Tout cela s'est fait de manière progressive. Restons donc dans ce cadre, tout en continuant de permettre à notre agriculture de développer la recherche et d'être concurrentielle face à ses voisines, notamment au sein de l'Union européenne. N'allons pas surtransposer des normes : chaque surtransposition pénalise nos agriculteurs.
Si, alors que le glyphosate est autorisé pour cinq ans dans le reste de l'Union, nous limitons à deux ou trois ans la durée de cette autorisation, nous allons pénaliser les agriculteurs sans rien changer pour le consommateur. On l'a vu pour certains produits insecticides servant à traiter les cerises et les fraises. En interdisant en France des produits employés chez nos voisins et concurrents au sein de l'Union, on n'améliore en rien la santé humaine, mais on nuit à la compétitivité de nos agriculteurs et, par là, au financement de la recherche.
Nous devons donc adopter une position équilibrée. Cela a été rappelé, j'ai eu l'honneur d'être rapporteur pour notre Assemblée du premier Grenelle de l'environnement. Nous avions alors fixé plusieurs objectifs, toujours dans un esprit d'accompagnement. Chaque fois que nous avons voulu transposer, imposer des règles strictes, nous avons pénalisé notre agriculture. Ce n'est pas ainsi que nous accompagnerons le développement agricole comme nous voulons tous le faire.
Prenons l'exemple du labour : lorsqu'on laboure, on déstocke environ 1,2 tonne de carbone à l'hectare ! Les techniques sans labour permettent de stocker du gaz carbonique, mais aussi de limiter l'érosion des sols. Des expériences ont ainsi été menées sur des terrains près de cours d'eau, le sol étant labouré en aval seulement : en période de pluie, le cours d'eau qui passait près du sol labouré devenait jaune et complètement opaque ! Au contraire, sur la parcelle qui n'avait pas été labourée, l'eau restait claire. Le phénomène d'érosion est donc très important.

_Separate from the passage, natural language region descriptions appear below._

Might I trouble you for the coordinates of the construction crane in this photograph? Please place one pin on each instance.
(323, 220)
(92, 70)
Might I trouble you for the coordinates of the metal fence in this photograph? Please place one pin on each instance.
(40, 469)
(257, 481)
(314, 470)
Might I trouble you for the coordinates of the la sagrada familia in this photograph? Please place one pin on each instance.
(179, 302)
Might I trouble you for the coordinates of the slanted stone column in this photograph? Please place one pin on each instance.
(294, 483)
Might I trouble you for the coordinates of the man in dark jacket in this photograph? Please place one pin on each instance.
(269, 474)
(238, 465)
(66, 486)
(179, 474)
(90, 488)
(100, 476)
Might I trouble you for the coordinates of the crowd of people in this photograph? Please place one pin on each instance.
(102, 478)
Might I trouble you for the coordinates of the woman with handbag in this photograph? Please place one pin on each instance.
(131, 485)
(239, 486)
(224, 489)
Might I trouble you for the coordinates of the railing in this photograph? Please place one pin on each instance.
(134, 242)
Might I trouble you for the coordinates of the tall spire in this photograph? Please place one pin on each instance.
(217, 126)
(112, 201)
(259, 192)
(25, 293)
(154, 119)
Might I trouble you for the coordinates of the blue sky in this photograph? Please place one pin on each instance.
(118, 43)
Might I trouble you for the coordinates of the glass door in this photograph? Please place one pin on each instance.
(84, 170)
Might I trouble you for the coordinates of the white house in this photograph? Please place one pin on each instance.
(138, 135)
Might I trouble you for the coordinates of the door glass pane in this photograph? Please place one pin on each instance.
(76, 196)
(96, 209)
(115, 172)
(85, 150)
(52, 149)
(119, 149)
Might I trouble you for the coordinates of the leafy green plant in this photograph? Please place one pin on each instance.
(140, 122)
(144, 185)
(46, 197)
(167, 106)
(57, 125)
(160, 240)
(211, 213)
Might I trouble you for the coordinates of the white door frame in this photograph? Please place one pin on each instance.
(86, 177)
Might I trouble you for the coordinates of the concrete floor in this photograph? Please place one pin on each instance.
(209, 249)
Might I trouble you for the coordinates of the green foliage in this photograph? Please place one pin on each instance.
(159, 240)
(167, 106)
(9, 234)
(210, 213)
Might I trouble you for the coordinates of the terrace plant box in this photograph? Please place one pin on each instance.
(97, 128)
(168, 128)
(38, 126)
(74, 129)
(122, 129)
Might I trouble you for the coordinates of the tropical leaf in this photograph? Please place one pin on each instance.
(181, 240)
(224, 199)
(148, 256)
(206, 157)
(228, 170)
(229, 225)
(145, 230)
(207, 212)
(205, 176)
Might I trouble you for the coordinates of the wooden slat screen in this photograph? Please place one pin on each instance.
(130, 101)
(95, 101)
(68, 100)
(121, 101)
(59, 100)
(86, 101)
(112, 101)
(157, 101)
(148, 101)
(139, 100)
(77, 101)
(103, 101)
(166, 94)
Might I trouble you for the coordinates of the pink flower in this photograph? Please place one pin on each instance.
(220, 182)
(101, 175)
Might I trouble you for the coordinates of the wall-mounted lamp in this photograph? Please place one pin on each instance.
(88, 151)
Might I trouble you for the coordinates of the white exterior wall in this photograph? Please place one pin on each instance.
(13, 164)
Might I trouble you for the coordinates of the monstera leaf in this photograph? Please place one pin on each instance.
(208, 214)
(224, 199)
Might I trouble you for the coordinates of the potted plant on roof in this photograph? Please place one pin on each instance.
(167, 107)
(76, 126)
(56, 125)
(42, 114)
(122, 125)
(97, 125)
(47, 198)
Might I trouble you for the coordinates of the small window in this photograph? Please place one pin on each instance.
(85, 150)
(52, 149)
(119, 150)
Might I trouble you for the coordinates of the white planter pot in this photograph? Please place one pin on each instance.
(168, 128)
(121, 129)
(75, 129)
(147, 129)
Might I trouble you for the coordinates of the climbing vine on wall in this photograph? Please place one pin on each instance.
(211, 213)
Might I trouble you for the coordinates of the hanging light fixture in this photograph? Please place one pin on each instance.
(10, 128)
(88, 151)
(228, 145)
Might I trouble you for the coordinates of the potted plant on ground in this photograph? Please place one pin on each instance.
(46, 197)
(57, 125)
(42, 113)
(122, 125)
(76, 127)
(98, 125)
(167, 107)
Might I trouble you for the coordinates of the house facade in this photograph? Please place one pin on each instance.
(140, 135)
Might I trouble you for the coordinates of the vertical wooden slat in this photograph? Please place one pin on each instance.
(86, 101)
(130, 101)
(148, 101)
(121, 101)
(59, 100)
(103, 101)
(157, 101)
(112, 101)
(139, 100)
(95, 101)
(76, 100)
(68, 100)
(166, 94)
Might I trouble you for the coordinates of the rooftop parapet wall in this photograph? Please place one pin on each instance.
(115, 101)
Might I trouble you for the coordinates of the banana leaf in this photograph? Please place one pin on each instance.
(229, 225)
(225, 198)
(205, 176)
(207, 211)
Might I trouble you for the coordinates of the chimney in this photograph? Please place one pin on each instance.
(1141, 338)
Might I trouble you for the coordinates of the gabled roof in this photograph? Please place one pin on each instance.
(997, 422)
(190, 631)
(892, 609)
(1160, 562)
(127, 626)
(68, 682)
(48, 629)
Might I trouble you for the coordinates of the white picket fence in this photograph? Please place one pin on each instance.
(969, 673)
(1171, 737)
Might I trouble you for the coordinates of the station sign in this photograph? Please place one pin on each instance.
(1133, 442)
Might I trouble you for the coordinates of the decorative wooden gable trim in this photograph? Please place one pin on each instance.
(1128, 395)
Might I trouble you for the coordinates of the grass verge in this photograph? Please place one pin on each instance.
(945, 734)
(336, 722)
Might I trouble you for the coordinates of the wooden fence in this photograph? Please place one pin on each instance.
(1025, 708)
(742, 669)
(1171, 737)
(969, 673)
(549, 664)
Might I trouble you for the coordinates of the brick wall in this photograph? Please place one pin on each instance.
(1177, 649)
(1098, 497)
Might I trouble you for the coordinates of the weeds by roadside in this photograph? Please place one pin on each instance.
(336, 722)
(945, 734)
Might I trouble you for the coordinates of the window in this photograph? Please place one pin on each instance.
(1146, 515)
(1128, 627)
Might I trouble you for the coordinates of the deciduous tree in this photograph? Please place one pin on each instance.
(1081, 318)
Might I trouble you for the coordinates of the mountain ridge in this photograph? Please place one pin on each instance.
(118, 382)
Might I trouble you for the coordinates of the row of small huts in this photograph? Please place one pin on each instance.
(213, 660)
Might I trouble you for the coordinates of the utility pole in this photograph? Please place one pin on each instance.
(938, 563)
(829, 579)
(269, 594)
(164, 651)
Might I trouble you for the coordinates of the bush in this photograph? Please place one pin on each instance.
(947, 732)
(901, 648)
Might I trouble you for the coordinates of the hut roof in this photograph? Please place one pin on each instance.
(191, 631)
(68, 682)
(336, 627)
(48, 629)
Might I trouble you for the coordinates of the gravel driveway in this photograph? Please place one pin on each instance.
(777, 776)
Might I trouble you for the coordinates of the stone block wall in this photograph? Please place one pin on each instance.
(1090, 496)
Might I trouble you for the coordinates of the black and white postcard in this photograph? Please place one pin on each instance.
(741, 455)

Bref, il y beaucoup d'éléments à prendre en compte. L'agriculture n'a jamais avancé à coups de règles strictes et d'interdictions. Notre rôle, c'est d'abord d'accompagner les agriculteurs, de faire en sorte qu'ils soient les plus performants possible, mais aussi de les protéger du mieux que nous puissions, pour notre santé et pour la leur.
C'est pourquoi j'en reviens toujours à l'importance du trépied dont nous parlions il y a deux jours : il y a le volet de la rentabilité économique, sans laquelle une démarche ne tient pas dans la durée ; mais, comme la rentabilité pour la rentabilité n'a aucun intérêt et qu'elle doit bénéficier à ceux qui travaillent, il y a le volet de l'amélioration des conditions sociales ; et le troisième est le respect de l'environnement : selon la formule que beaucoup connaissent ici, la terre, on l'emprunte à ses enfants. Chaque agriculteur veut transmettre son outil de travail dans les meilleures conditions possibles et donc s'assurer de la protection de l'environnement et de la biodiversité.
N'allons pas édicter des règles qui risquent d'avoir des conséquences extrêmement lourdes sur le milieu agricole. À chaque fois qu'il y a eu des efforts, ce sont les agriculteurs qui les ont faits, parce que les gouvernements, quels qu'ils soient, avaient défini des conditions leur permettant d'aller plus loin, et non pas des interdictions ou de dogmes, comme cela pourrait être le cas sur ce sujet.